Drain Biofilms Bred Disinfectant-Resistant Bacteria That Infected 43 Patients

Chapuis 2016 Frontiers in Microbiology Peer-Reviewed

Key takeaway.

Bacteria living in hospital sink drain biofilms did not just survive chemical disinfection. They evolved resistance to the disinfectants used against them. Over three years, a single contaminated drain system infected 43 patients in a French hematology ward.

The study.

Between January 2011 and December 2013, 43 patients in a French hematology ward developed infections caused by ESBL-producing Enterobacter cloacae, a dangerous drug-resistant organism. When investigators finally tested the ward's sink drains, they found an exact genetic match: six matching clones appeared in both patient clinical isolates and environmental samples from the drains. The drain system was the source, not patient-to-patient transmission.

The most alarming finding went beyond simple contamination. The bacteria recovered from drain biofilms demonstrated exceptionally high resistance to quaternary ammonium compounds, the disinfectants routinely used in hospital sink cleaning. The same strain recovered from patients did not show this level of disinfectant resistance. The drain biofilm environment itself was selecting for and maintaining resistance. In other words, the act of trying to clean the drains with standard disinfectants was making the problem worse by driving resistance evolution.

The outbreak was finally interrupted when the hospital implemented mechanical biofilm removal combined with bleach-based disinfection. But the study's deeper lesson is clear: standard cleaning protocols that rely on quaternary ammonium compounds are not just ineffective against drain biofilm. They are counterproductive.

Key findings.

  • Genetic match between drain isolates and patient infections Six matching genetic clones appeared in both patient clinical isolates and environmental samples from sink drains, establishing the drain system as the outbreak source rather than patient-to-patient transmission.
  • Bacteria evolved resistance to standard disinfectants ESBL-producing E. cloacae strains from drain biofilms demonstrated exceptionally elevated resistance to quaternary ammonium compounds, the disinfectants routinely used for hospital sink cleaning. This resistance was not present at the same level in patient isolates.
  • Drain biofilms harbor vastly more bacteria than patients Environmental samples from drains yielded substantially higher bacterial concentrations than clinical cultures from patients, demonstrating that drain biofilms harbor much larger microbial populations than individual patient infections.
  • Three years of standard cleaning failed to control the outbreak Standard sink cleaning with quaternary ammonium compounds failed to control the outbreak for three years. Only mechanical biofilm removal plus bleach treatment interrupted transmission.
  • CTX-M-15 was the dominant resistance gene Molecular characterization identified the bla-CTX-M15 gene in 37 of 60 ESBL isolates, indicating a clonally dominant outbreak strain with significant clinical implications.

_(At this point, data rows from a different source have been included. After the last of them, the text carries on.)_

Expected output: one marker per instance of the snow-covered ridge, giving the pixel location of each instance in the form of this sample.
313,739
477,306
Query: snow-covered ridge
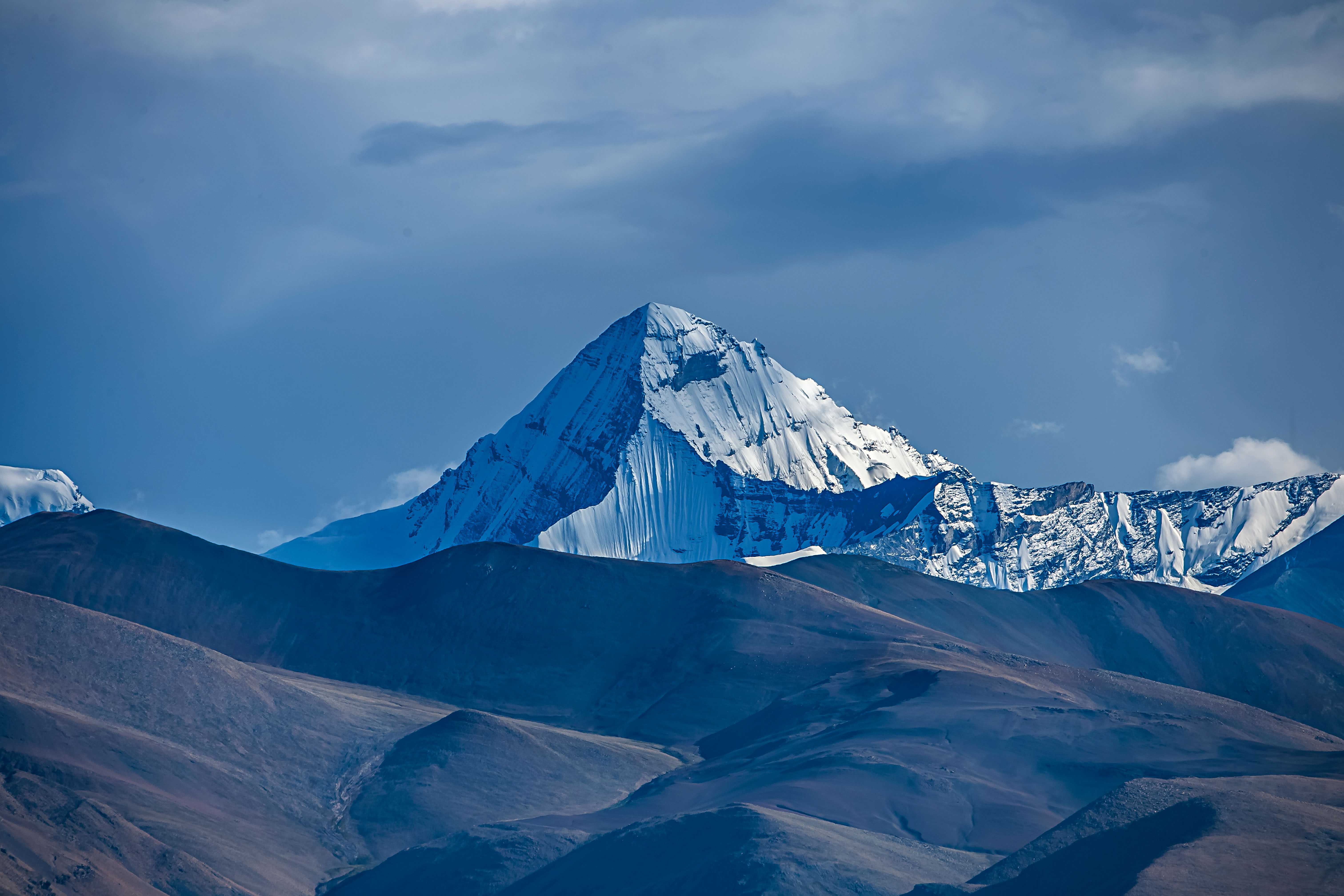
25,492
670,440
722,400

What this means for your facility.

The Chapuis study demonstrates a critical problem with reliance on chemical disinfection: organisms in drain biofilms develop resistance to the disinfectants applied against them. The team found high-level quaternary ammonium compound resistance in E. cloacae from drain biofilms but not in the same strain from patient isolates. This means the biofilm environment selects for and maintains resistance phenotypes. Chemical treatment does not merely fail temporarily. It selects for resistant subpopulations that regenerate between applications.

Green Drain's mechanical seal approach avoids this resistance-selection problem entirely. By preventing contaminated plumbing water from accessing hospital environments, the product eliminates the need for repeated disinfectant treatment of drain biofilms. Organisms can remain in downstream biofilms without posing clinical risk, removing the selective pressure that drives resistance evolution. The one-way silicone valve with gasket seal stops upward migration of organisms from the biofilm-rich downstream plumbing into the hospital environment.

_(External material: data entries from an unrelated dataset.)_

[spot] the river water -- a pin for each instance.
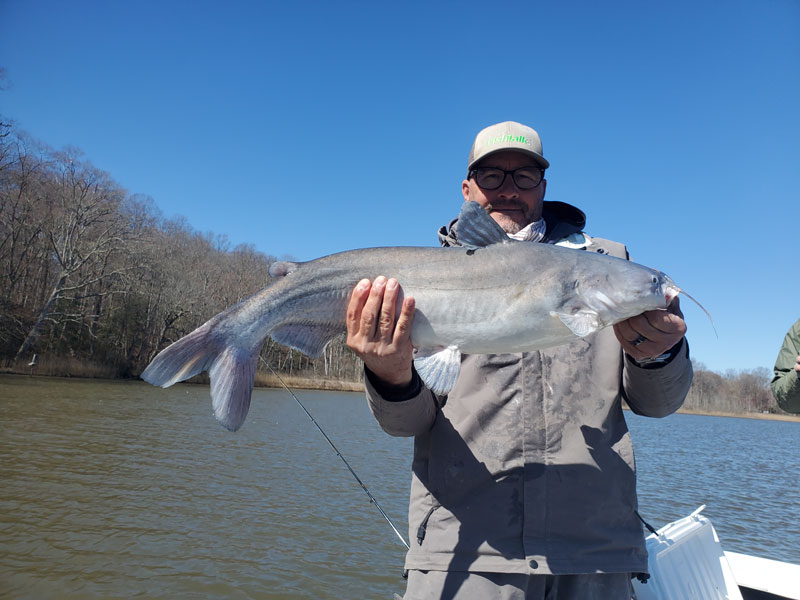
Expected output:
(119, 489)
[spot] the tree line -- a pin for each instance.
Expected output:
(94, 280)
(92, 274)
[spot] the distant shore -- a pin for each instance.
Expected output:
(313, 383)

Green Drain also eliminates the requirement for specialized or intensive drain disinfection protocols. Standard sink wiping and cleaning proceed normally. The drain itself requires no special treatment. The product's passive mechanical design means that infection control efficacy does not depend on cleaning staff compliance, disinfectant selection, or application protocols. These are common sources of variability in environmental cleaning effectiveness, and Chapuis documented exactly how that variability leads to prolonged outbreaks.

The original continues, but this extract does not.